INVESTIMENTI IMMOBILIARI IN ITALIA: AGEVOLAZIONI FISCALI


E’ un tentativo interessante, il progetto ideato dalla divisione internazionale dello Studio Legale Perugi (Lazio, Viterbo) in collaborazione con Nicholas Cammarano e dal broker Traci Cangiano della Cangiano Real Estate di Staten Island (New York), di promuovere gli investimenti immobiliari attraverso la commercializzazione di immobili italiani direttamente negli Stati Uniti. Lo Studio Legale Perugi mantiene la funzione che gli è propria di assistere le parti; da un lato l’investitore straniero affinché possa comprendere tutte le fasi della trattativa cui la legge nazionale è sottesa, dall’altro il venditore italiano che conferendo incarico a un broker statunitense, deve adattare il contratto di mediazione attraverso le norme di diritto internazionale privato. Nato inizialmente come progetto di nicchia per pochi estimatori, l’attività intrapresa a partire dal febbraio 2014 ha visto un esponenziale interessamento da parte di una variegata clientela affascinata dallo stile di vita nel nostro Belpaese. E’ altresì un’opportunità volta ad incentivare la vendita di immobili, soprattutto quelli di pregio, sul mercato italiano da molto tempo ma ancora invenduti in ragione dei costi e della mancanza di liquidità che fa eco alla crisi del Paese. Veniamo dunque al merito. Lo studio del Mercato immobiliare in Italia, occupa da sempre e da più parti, un’ampia letteratura comparativa sia a livello nazionale che internazionale. Sul web e’ agevole reperire del prezioso materiale, frutto della sinergia di Enti e Istituzioni, ma anche degli operatori del Mercato.

Per completezza delle informazioni, si può rinviare alle Relazioni ed ai Rapporti pubblicati dalla Banca d’Italia che contengono sondaggi, statistiche e studi approfonditi su ogni aspetto immobiliare.[1]

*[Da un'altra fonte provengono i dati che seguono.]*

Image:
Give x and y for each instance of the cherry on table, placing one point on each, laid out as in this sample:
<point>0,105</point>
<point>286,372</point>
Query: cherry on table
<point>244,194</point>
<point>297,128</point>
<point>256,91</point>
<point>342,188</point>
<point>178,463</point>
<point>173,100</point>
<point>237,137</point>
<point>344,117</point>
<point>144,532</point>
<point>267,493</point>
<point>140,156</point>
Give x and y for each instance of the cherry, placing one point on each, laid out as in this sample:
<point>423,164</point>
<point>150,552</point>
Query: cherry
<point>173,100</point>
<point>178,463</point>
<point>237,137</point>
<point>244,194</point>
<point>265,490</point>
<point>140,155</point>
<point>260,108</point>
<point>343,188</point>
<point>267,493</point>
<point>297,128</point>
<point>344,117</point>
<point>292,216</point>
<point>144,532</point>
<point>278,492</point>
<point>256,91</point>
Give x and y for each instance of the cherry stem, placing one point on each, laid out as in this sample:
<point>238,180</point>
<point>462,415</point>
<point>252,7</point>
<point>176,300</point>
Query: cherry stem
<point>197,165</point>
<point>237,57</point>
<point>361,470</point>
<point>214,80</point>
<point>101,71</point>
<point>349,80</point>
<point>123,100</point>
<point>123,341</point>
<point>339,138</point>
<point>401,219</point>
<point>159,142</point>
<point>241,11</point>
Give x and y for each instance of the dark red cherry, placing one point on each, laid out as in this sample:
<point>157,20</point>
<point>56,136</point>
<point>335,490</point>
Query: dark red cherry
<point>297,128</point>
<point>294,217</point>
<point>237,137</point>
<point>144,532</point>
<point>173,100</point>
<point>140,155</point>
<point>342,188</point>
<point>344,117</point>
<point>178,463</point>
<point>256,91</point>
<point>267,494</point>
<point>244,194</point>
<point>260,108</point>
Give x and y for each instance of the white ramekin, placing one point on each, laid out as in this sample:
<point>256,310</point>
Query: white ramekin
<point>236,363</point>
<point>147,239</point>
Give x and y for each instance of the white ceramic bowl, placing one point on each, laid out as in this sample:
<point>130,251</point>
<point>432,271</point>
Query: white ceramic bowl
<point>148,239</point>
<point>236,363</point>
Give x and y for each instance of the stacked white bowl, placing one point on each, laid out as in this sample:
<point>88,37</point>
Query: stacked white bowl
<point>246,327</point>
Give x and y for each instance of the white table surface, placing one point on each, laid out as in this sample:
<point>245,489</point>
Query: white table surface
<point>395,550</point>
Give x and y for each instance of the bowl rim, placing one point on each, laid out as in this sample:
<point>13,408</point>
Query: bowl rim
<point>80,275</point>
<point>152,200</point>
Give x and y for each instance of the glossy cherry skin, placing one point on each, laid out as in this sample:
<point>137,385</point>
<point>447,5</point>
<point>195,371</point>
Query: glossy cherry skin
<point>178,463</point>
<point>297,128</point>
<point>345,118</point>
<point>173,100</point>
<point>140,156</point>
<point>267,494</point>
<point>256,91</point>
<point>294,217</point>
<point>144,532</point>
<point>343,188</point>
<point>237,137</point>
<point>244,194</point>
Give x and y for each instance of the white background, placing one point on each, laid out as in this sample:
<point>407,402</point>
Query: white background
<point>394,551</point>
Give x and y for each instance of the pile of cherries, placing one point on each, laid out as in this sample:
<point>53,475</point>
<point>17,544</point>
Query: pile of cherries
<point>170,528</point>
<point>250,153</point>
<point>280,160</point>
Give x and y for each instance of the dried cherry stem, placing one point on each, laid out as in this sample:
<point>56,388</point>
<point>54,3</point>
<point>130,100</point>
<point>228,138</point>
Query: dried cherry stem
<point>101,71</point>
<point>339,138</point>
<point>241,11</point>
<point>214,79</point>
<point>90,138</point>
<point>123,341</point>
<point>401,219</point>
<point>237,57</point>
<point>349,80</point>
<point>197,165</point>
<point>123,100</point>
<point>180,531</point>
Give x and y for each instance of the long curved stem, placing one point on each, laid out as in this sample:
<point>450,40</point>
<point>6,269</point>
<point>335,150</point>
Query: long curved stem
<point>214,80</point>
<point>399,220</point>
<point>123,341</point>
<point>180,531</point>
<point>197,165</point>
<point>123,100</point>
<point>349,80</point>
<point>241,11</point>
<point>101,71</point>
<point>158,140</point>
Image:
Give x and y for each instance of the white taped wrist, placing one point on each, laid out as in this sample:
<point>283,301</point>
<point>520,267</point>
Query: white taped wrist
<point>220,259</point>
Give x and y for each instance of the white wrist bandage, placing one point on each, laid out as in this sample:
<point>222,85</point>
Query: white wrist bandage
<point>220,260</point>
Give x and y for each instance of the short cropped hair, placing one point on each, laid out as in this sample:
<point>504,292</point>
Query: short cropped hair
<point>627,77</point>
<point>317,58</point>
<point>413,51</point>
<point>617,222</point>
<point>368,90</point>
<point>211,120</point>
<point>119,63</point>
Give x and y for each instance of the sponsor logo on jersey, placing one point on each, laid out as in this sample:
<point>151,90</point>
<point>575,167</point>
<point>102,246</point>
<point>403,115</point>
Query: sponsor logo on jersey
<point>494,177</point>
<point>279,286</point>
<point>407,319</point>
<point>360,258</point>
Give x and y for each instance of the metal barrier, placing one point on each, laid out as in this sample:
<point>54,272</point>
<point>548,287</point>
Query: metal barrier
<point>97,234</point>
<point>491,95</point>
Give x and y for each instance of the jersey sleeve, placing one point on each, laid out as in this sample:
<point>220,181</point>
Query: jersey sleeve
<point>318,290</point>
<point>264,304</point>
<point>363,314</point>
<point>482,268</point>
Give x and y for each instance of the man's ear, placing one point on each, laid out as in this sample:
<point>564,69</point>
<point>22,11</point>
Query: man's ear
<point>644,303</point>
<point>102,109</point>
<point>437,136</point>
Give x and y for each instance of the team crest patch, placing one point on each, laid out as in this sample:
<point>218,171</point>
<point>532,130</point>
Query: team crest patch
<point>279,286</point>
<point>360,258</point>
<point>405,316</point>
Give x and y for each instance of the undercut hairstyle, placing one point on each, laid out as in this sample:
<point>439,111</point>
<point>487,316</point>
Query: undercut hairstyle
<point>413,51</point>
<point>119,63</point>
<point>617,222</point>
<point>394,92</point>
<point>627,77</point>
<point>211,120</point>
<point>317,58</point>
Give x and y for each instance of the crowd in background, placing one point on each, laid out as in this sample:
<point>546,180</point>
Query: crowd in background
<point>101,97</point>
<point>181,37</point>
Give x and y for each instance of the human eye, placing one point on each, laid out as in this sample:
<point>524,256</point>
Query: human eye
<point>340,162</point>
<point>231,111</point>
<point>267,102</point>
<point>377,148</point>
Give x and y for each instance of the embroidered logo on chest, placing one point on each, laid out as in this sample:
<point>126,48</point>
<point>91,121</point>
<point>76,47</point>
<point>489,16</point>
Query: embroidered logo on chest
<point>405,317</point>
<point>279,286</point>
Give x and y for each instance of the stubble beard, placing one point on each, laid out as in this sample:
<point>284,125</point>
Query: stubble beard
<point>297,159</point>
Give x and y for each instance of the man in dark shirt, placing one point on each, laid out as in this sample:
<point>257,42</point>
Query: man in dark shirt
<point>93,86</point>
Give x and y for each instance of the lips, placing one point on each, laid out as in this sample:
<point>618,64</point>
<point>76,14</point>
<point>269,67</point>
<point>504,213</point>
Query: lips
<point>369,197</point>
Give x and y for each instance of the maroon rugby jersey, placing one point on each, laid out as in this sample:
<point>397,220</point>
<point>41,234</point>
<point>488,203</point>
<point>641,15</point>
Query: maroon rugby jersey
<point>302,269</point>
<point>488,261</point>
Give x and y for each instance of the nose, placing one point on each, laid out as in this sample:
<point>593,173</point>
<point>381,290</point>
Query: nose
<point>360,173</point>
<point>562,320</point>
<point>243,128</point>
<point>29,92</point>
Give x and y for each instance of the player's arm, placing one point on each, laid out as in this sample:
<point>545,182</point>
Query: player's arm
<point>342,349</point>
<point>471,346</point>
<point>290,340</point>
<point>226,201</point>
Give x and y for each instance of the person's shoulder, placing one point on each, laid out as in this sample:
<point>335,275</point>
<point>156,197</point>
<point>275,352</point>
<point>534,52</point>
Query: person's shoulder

Nel rimandare a tali interessanti letture, possiamo sintetizzare alcuni dei contenuti per la parte che qui ci interessa, tratteggiando altresì l’esperienza personale che viene toccata con mano nel Centro Italia, ove ha sede questo Studio legale. Senz’altro le considerazioni saranno le medesime, salvo eccezioni, per il resto dell’Italia. Riprendiamo il tema dell’investimento in Italia attraverso l’acquisto immobiliare. E’ noto che il Mercato immobiliare costituisce da sempre una voce importante della ricchezza nazionale e la maggior ricchezza per le famiglie italiane.[2] Nel 2008, la crisi finanziaria ha interrotto tuttavia quella lunga fase di favorevole ciclo immobiliare reso possibile da una vantaggioso accesso alle fonti di finanziamento che permetteva agli italiani di richiedere un mutuo a basso tasso di interesse con durata ultra trentennale. Negli ultimi sei anni quindi, si è assistito ad un forte decremento di tale settore che, sebbene in stimata ripresa dal 2015, rimane nel complesso debole. Nonostante la perdita del valore immobiliare, non è così facile acquistare. La riduzione generale dei redditi delle famiglie, ha indotto queste a far accesso al credito bancario. Ma le banche non concedono facilmente mutui e se lo fanno vogliono a copertura più di una garanzia. Pari difficoltà sorgono anche per coloro che vogliono vendere per avere una liquidità o perché stanchi dell’eccessiva imposizione fiscale (per chi ha più di un immobile).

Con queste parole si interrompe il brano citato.